Der Schwarzmantel wartete.

„Meister“, murmelte Venghiár schließlich, „Die hier, das Mädchen … wie ist das passiert? Ich erinnere mich nicht. Es ist ausgelöscht aus meinem Gedächtnis. Habt Ihr damit zu tun?“

„Nein. Das war ganz allein Euer Unverstand. Zugegeben – amüsant ist es schon.“

„Aber wieso bin ich mit ihr im Bett gelandet? Das habe ich doch gar nicht gewollt! Ich wollte doch nur … was soll ich denn jetzt mit Ihr anfangen?“

Nun lachte der Schattensänger, ausgesprochen amüsiert. Er warf Venghiár die Glasflasche zu, sodass der geistesgegenwärtig zuschnappen musste.

„Ist Euch bewusst, was Ihr und sie da so sorglos getrunken habt?“

„Einen alten Met, was sonst? Etwas anderes war hier gestern nicht zur Hand.“

„Aus der Mitgift Eurer Großtante, wenn mich nicht alles täuscht?“

„Ja, und?“

Der Schattensänger erhob sich. „Denkt darüber nach. Was könnte man sich in Ovéstola wohl dabei gedacht haben, der Dame einen Trunk mitzugeben, den sie mit einem Mann teilen sollte, der doppelt so alt war wie sie? Eine Dame, deren einzige Aufgabe es war, ihm wenigstens einen tauglichen Nachkommen zu schenken? Hat man nicht auch in Rodekliv über die gewissen Tränke getuschelt, die findige doayraé zu brauen vermögen, um die Lust zu entfachen und den Verstand zu betäuben? “

Venghiár schaute ihn verständnislos an. Dann begriff er und ließ die Flasche erschrocken fallen. Scherben spritzten über den Boden.

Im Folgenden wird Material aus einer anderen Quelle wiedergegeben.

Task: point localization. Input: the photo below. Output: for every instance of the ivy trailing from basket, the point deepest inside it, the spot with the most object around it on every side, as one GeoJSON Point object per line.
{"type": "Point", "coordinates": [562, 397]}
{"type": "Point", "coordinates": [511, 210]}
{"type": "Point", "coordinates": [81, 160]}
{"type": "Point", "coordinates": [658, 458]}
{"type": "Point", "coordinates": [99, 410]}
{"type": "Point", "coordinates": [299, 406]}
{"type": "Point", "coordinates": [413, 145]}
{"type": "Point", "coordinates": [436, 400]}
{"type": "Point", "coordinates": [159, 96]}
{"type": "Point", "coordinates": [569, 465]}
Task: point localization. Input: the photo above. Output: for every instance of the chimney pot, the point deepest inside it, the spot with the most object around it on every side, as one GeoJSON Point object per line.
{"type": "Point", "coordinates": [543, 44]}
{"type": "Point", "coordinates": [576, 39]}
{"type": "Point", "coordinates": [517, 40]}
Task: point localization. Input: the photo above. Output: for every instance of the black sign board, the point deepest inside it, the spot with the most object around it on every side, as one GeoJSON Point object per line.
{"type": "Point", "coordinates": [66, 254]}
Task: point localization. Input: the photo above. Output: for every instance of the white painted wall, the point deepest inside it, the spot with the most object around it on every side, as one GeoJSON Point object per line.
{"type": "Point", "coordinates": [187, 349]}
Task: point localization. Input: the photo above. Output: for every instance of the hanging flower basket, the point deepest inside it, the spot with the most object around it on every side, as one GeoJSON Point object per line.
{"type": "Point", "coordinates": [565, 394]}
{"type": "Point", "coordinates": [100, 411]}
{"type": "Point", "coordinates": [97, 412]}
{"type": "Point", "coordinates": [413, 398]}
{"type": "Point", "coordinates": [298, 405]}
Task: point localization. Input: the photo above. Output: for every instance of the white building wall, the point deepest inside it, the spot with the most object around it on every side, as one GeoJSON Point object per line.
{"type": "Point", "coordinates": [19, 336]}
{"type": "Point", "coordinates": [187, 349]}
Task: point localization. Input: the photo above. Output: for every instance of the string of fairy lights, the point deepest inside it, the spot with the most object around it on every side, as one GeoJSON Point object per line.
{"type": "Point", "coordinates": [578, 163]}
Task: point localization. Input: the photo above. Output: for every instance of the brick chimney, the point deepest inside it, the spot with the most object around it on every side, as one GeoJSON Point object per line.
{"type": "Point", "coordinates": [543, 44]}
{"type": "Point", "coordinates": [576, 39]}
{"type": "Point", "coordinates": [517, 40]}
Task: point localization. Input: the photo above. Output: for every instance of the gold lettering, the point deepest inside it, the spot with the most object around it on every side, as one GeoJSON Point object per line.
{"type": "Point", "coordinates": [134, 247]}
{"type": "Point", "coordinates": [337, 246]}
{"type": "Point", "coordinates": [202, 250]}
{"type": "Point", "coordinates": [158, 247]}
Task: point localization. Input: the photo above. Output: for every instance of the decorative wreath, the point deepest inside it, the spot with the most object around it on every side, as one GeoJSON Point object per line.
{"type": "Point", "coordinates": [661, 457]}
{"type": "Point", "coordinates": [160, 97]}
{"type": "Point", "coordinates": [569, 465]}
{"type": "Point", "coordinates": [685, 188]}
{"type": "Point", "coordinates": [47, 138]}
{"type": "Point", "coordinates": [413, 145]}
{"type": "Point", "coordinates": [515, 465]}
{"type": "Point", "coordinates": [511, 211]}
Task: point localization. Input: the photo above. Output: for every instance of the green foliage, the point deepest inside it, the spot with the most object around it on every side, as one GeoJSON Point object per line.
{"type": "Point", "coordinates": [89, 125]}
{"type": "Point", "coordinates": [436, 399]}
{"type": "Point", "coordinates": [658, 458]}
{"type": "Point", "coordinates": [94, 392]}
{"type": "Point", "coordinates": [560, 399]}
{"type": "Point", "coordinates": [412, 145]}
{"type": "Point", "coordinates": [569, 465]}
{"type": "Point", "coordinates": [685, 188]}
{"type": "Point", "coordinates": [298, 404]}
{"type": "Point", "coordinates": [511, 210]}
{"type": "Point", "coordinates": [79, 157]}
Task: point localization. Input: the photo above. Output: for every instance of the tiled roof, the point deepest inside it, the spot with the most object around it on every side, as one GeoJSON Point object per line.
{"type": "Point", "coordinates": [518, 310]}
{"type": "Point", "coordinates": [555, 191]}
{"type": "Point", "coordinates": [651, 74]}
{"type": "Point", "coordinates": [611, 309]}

„Schade“, sagte der Schwarzmantel. „Das war recht hübsches Glas.“

„Aber … wartet! Die Flasche war unangetastet und verkorkt! Sie haben davon nicht getrunken!“

„Nein. Vielleicht war da doch etwas mehr zwischen ihnen als … Pflichtbewusstsein. Vielleicht ist zwischen der Schönen dort und Euch nun auch mehr als blinde Lust.“

„Nein! Nein, ich will das nicht! Ich will doch nicht mit der da …“

„Ihr nicht. Aber vielleicht will sie? Wäre das nicht recht und billig, nachdem, was Ihr ihren armen Eltern angetan habt?“

Der Magier lächelte und legte dem verstörten Ritter aufmunternd die Hand auf die Schulter. „Sagt mir, Herr Venghiár … wie steht es mit Euch? Genießt Ihr die Macht?“

Venghiár schauderte. Die Gegenwart des Schattensägers fühlte sich seltsam an. Ihm war, als hülle sich ein leichtes Fieber um ihn und etwas Kaltes stiege ihm auf den Knochen empor. Aber das war nur ganz kurz. Ein, zwei Lidschläge, und dann war da wieder nur goldenes Herbstsonnenlicht, und im Hintergrund schnurrte Hevstrid im Schlaf. Vielleicht träumte sie etwas Wunderschönes.

„Ja“, wisperte er.

„Sehr schön. Wollt Ihr mehr davon?“

Venghiár nickte. „Ja.“

„Wunderbar. Dann verliert jetzt keine Zeit. Wir brechen bald auf.“

Mit diesen Worten trat der Magier auf das offene Fenster zu, stieg hindurch und ließ sich in die Tiefe fallen. Venghiár machte sich nicht die Mühe, nachzuschauen, ob er sich dabei zu Tode stürzte. Darauf brauchte er nicht zu hoffen. Und draußen erhob sich ein großer Rabe in die Luft und schwang sich in den Himmel hinauf. Die kreischenden Möwen stoben vor ihm davon.